Each window record stores bundle ID, app name, title, frame, display UUID, state (normal / minimised / hidden), and orderInApp — the window’s zero-based index within its app’s AX list at capture time. This order is used to match records back to live windows at restore time.
Spawning windows
No universal AX action exists for “give this app another window”. WindowSpawner walks the app’s AX menu bar and presses the first enabled item whose title matches New Window, New Finder Window, New Browser Window, and so on — first against a preferred-match list, then against a broader “starts with New, contains Window” heuristic.
Architecture
| File | Purpose |
|---|---|
AppDelegate.swift | Owns the NSStatusItem, builds the menu, routes actions |
MenuBuilder.swift | Builds the menu, filtered by current workspace fingerprint |
WorkspaceFingerprint.swift | Computes (displayCount, UUIDs, spaceID) identity |
WindowCapture.swift | CG/AX cross-reference to enumerate current-space windows |
SnapshotModel.swift | Codable snapshot representation and window records |
SnapshotStore.swift | Load/save JSON with .bak rotation and corrupt-file recovery |
SnapshotRestore.swift | Async restore pipeline on the main actor |
WindowSpawner.swift | AX menu-bar driving to spawn extra app windows |
SnapshotManagementView.swift | SwiftUI management window: rename, delete, group by config |
CGSPrivate.swift | Swift bindings for private CoreGraphics space APIs |
Storage
Snapshots live in ~/Library/Application Support/JorvikSpaceMan/snapshots.json. A rolling .bak is written before every save; corrupt files are preserved to a timestamped copy rather than silently overwritten. Five snapshots per workspace, maximum — exceeding the cap evicts the oldest.
Installation
Two formats on every release — both signed and notarised, pick whichever suits:
- Installer (
.pkg) — recommended for first-time installs. Double-click to run; macOS Installer places the app in/Applicationswithout quarantine or App Translocation. - Download (
.zip) — unzip and dragSpaceMan.appto your Applications folder.
On first launch, grant Accessibility permission when prompted.
Settings
Right-click the rocket icon and choose Settings… to configure:
- Permissions — Accessibility status with grant button
- Menu bar icon pill — optional grey background for stronger contrast on busy or wallpaper-tinted menu bars (off by default)

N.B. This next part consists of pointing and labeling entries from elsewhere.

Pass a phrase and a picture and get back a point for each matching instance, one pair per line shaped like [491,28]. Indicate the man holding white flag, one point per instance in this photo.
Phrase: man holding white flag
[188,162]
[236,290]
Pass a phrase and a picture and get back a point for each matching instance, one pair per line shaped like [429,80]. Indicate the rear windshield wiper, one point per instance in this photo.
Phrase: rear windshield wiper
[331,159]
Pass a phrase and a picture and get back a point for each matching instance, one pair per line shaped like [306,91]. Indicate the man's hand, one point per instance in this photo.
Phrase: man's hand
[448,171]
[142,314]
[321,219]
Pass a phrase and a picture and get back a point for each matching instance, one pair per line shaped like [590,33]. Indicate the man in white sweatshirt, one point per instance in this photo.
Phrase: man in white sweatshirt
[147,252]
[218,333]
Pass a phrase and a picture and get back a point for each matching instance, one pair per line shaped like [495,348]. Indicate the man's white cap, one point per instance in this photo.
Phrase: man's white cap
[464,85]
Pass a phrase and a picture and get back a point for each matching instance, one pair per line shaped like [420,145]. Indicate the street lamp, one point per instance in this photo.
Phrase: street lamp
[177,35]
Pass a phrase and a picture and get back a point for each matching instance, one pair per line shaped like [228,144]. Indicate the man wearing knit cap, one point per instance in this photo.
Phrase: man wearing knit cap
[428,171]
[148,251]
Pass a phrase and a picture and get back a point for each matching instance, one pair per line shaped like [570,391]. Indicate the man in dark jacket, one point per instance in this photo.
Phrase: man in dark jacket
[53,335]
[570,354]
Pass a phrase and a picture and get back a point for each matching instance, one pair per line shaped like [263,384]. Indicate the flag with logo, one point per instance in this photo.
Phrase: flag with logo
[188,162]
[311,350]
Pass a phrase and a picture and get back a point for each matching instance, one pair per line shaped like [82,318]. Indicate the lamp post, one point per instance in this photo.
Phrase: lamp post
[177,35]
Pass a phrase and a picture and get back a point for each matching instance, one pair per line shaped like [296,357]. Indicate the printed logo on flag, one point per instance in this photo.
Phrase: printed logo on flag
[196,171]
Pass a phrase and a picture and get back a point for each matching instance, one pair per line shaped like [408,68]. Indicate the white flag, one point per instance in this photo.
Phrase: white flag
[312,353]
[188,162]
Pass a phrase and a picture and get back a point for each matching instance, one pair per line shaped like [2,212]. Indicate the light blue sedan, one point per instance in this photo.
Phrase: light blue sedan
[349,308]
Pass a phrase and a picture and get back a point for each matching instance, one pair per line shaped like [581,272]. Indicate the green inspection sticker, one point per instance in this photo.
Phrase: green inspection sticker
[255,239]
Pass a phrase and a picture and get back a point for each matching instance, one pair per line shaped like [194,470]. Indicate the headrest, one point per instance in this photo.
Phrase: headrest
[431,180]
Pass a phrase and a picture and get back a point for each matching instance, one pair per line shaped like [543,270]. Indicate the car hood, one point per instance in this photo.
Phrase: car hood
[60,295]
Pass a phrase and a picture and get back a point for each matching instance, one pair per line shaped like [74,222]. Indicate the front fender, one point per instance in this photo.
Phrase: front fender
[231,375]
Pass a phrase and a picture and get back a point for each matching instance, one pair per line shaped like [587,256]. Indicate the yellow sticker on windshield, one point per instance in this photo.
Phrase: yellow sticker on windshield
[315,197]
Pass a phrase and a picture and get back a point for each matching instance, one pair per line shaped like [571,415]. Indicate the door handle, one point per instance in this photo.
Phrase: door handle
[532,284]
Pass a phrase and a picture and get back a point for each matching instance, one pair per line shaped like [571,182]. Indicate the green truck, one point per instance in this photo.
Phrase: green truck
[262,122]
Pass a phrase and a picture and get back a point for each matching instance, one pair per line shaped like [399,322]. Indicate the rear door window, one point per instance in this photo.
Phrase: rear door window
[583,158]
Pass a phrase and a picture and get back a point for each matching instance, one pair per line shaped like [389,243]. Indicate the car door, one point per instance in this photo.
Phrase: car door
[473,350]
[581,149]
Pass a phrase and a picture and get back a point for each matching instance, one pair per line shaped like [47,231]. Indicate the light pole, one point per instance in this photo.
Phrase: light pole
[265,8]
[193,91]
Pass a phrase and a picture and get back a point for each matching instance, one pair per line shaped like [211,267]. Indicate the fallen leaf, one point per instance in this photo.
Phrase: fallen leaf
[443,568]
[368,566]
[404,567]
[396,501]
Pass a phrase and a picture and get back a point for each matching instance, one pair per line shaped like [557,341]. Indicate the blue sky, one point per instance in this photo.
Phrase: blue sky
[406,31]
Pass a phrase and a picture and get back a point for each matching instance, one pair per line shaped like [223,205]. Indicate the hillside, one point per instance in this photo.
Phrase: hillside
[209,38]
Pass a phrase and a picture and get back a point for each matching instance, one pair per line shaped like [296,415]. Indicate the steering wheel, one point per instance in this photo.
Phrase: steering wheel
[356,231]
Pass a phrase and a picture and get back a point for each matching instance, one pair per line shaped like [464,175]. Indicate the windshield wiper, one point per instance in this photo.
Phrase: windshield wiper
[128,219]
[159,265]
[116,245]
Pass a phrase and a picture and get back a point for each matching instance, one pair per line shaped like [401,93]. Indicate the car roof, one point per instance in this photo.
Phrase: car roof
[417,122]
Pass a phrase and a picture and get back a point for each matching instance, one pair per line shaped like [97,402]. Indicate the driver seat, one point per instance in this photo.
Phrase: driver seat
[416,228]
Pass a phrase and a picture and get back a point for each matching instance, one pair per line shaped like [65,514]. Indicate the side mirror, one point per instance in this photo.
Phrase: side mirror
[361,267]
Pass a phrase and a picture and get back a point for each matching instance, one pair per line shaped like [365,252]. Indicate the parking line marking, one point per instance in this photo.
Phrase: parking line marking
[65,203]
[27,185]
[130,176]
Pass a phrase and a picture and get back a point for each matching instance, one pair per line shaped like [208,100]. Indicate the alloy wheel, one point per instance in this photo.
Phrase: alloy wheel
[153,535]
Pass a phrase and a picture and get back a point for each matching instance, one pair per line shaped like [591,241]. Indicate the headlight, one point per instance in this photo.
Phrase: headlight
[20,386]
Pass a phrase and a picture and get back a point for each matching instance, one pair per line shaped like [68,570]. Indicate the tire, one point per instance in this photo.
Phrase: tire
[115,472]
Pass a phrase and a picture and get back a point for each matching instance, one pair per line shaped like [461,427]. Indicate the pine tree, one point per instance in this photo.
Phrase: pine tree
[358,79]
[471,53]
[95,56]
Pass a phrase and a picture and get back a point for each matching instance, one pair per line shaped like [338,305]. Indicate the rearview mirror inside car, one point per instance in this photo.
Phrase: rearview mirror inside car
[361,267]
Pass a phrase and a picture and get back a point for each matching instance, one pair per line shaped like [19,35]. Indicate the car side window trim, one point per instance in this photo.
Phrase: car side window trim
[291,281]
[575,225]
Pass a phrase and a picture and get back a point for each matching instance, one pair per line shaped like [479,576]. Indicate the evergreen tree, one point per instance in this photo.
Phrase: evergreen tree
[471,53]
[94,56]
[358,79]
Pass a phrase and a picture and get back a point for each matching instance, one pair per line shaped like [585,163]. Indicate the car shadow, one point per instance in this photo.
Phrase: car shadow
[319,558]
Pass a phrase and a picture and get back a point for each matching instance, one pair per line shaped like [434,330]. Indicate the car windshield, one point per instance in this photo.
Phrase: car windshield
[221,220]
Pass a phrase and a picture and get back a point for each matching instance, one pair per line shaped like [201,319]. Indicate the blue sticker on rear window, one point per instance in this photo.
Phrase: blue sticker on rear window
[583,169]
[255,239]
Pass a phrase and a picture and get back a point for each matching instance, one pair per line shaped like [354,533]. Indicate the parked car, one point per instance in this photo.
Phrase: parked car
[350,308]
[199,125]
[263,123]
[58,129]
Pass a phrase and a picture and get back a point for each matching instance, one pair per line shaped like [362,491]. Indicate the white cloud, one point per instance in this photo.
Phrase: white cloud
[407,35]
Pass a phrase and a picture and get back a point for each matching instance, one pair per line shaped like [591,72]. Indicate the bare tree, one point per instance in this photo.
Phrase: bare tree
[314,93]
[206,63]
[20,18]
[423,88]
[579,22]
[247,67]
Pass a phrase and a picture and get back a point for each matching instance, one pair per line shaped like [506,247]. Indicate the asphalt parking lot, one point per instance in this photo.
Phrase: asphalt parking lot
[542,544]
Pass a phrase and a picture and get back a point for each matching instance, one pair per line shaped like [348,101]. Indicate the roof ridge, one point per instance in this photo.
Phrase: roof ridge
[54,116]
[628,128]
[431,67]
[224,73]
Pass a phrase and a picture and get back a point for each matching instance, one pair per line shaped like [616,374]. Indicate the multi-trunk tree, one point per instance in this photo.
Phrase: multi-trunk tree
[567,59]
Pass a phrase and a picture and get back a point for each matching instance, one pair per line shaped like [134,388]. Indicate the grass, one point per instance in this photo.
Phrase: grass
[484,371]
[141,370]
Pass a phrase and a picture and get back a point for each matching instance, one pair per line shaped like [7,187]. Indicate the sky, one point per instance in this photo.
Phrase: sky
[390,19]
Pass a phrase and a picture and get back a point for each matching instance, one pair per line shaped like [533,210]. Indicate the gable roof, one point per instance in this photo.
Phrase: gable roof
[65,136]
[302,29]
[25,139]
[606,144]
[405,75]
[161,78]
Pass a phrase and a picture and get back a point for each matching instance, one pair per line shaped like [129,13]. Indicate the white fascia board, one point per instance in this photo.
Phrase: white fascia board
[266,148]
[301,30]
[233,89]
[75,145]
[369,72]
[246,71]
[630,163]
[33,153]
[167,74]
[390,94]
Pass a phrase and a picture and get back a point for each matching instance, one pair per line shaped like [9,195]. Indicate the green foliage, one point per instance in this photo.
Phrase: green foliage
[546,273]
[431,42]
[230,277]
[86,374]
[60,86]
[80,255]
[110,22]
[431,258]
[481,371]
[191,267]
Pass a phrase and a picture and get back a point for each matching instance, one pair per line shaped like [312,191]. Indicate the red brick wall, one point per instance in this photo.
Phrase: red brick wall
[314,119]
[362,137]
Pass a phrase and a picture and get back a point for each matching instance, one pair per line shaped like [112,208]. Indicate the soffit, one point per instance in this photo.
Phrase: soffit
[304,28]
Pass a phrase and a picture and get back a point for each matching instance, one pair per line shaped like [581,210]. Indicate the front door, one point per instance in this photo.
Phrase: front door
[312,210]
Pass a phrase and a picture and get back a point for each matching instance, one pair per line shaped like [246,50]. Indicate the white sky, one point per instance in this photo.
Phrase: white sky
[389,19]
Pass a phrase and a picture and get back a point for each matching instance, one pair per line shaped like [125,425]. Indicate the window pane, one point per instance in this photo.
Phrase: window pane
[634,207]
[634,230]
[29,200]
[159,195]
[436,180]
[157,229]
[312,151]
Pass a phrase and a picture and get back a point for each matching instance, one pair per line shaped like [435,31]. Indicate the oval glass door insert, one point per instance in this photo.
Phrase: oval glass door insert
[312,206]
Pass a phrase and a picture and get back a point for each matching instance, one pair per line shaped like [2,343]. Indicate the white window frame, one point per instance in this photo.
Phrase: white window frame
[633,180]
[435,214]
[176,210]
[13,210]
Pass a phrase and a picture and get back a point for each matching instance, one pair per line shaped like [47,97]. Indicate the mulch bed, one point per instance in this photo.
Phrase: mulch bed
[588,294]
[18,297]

- Launch at Login — start automatically when you log in
Auto-updates are handled by Sparkle. Use the “Check for Updates…” menu item to check on demand; Sparkle’s prompt offers an “Automatically download and install updates in the future” checkbox the first time an update is available. SpaceMan checks for new versions automatically once a day in the background.
Permissions
Accessibility is required. Without it, SpaceMan can’t read window state or apply position changes. macOS will prompt on first launch; permission status and a grant button are also available in the Settings panel.
Building from Source
- Clone the repo:
git clone https://github.com/PerpetualBeta/SpaceMan.git - Run
gmake build - Launch with
open .build/SpaceMan.app
gmake build compiles with swiftc -O and produces a Developer ID–signed .app bundle.
Requirements
macOS 14 (Sonoma) or later. Universal binary (Apple Silicon and Intel).